RAG Agent with Stateful Memory
Retrieval-Augmented Generation (RAG) combines search with generation. agent-memory-hub adds a third pillar: State.
Why State in RAG?
Standard RAG retrieves documents based on the query. However, it often forgets:
- What was retrieved previously: Avoiding redundant searches.
- User preferences: If a user said "I prefer technical docs" 3 turns ago, the RAG retrieval should bias towards that.
- Conversation history: Multi-turn context.
Integration Flow
- User Query: "How do I configure Redis?"
- Memory Check: Agent checks
memory.recall()for "Redis configuration" in recent conversational items. - Retrieval: If not sufficiently answered in memory, search the vector DB / knowledge base.

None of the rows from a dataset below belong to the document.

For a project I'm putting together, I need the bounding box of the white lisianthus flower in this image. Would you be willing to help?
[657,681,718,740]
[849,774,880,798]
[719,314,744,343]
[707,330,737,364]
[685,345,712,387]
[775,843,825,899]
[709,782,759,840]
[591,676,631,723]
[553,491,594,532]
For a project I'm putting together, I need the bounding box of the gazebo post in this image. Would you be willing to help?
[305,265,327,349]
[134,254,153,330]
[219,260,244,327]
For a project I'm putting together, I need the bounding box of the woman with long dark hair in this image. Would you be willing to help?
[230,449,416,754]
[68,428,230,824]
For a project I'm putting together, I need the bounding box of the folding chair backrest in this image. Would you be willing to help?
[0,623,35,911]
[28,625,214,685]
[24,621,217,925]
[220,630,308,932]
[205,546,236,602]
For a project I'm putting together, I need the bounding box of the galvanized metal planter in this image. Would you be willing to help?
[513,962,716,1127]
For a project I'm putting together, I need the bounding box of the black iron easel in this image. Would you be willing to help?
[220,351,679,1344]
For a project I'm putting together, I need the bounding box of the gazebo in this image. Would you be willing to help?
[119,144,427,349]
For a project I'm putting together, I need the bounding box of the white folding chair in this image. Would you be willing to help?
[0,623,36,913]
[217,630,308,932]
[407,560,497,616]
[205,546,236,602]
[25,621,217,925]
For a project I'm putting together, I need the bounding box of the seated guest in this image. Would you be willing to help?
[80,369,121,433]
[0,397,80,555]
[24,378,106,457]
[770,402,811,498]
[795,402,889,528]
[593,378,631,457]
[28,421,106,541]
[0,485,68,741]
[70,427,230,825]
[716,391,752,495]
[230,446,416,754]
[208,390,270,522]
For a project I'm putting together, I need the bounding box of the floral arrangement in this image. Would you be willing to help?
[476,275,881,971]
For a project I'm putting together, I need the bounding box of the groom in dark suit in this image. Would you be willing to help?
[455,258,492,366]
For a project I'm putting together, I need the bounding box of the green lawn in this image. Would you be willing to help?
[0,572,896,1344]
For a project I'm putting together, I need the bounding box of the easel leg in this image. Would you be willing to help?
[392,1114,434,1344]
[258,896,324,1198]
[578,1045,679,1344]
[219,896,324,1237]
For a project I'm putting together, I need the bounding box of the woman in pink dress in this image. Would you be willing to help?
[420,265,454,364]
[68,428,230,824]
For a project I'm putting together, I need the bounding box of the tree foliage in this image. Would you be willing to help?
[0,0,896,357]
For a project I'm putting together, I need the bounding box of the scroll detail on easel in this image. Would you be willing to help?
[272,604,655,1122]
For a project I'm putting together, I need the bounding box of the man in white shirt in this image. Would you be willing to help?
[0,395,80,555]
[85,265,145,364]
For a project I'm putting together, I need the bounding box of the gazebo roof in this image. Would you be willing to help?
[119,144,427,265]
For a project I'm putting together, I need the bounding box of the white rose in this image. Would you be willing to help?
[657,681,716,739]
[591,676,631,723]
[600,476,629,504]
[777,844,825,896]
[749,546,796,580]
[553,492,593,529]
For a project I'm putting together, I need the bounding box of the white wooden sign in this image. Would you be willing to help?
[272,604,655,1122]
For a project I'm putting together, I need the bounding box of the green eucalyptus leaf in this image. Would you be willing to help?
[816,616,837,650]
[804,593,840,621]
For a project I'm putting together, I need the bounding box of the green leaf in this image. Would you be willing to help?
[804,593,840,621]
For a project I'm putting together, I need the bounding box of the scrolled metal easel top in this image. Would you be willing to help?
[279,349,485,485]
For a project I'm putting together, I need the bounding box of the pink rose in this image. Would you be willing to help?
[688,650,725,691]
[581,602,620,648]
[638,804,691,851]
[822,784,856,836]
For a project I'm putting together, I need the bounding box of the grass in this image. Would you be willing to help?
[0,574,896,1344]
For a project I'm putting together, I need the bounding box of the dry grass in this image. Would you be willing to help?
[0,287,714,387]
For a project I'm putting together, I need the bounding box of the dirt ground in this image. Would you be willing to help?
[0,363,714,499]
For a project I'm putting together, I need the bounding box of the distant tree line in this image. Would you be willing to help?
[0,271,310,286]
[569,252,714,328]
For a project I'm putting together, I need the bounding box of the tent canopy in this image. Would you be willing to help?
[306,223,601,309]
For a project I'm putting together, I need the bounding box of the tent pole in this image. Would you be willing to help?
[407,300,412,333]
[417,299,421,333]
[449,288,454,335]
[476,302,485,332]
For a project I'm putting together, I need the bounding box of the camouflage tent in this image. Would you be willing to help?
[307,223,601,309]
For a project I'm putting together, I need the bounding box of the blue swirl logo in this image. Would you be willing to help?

- Synthesis: Generate answer.
- Write Back: Store the Result and the Source/Context in
agent-memory-hub.
# Pseudo-code flow
query = "How do I configure Redis?"
# Check Memory
memories = memory.recall(query=query) # Semantic search over memory
if not memories:
docs = vector_db.search(query)
memory.write(f"Retrieved docs for {query}: {docs[0].summary}")
answer = llm.generate(query, context=docs)
else:
answer = llm.generate(query, context=memories)
memory.write(f"User asked {query}, Answered: {answer}")
See examples/rag_agent_with_region_memory.py for a runnable example.